# How to gather Springtails in Wild~



## istante (Feb 5, 2007)

Hello, This is Chris from Korea and I'm a only one person  who keep Dart Frog. I have a pair of DP nancy and D Leocomelas and DP Nancy's one small Tadpole. 

DP nancy female likes to eat tiny bugs(she doesn't eat fly I don't know why) Tadpole also needs tiny bugs as springtails in the future(Maybe one or two months) 

And I went to country side of Korea and I found some springtails under Rocks.. How to gather Springtails in Wild?? 

And Can anyone send me a springtails to Korea??


----------



## OneTwentySix (Nov 11, 2004)

Try this: Collect a bunch of dead leaves from a forest floor, etc. Then, set up a funnel over a bucket (possibly with some dirt or paper towels, etc.), and place the dead leaves into the funnel. You may need some screening at the bottom of the funnel so that dirt and pieces of leaves don't fall into your bucket. The heat and light will cause any insects in the leaf sample to go down the funnel, and then they'll fall into your bucket. 
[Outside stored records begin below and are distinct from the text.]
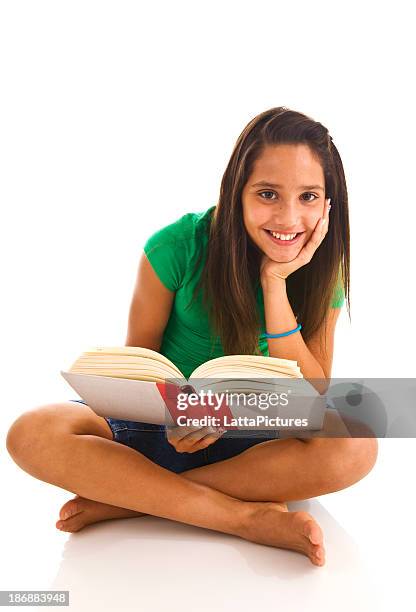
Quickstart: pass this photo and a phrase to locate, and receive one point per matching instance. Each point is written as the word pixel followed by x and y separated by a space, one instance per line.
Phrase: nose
pixel 286 215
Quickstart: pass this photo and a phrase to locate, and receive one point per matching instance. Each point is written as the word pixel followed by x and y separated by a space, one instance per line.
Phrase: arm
pixel 150 308
pixel 279 317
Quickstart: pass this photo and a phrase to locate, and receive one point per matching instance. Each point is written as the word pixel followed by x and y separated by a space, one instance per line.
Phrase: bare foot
pixel 79 512
pixel 267 524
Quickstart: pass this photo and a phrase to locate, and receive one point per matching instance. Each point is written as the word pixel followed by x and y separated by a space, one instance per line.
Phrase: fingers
pixel 319 233
pixel 197 439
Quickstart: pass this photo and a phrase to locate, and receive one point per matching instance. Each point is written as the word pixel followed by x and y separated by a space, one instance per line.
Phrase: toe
pixel 312 531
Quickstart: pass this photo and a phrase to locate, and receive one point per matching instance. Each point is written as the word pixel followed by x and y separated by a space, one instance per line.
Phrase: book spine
pixel 179 407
Don't expect to get tons of springtails this way, but you should get some.


----------



## frogmanroth (May 23, 2006)

Or try this: Get a cloth square about 18 inches or so. Find a spot with "wanted" insects clear area big enough to lay the cloth out flat on bare earth, then sprinkle some fish food or something like that in the center of the cloth. Then cover that with the stuff you clear out. Leave out over night. Collect the next morning, by picking up the cloth leaf litter and all, then dump into a bucket. Swirl that around and start to pull out individual items banging them on the side of the bucket as you take them out. When you get to the bottom, all the small insects will be there, you then dump that into a smaller cup or something and feed. 

Thats just another idea.


----------



## skronkykong (Jan 1, 2007)

my avacodo skins are usually covered with springtails in my compost pile.


----------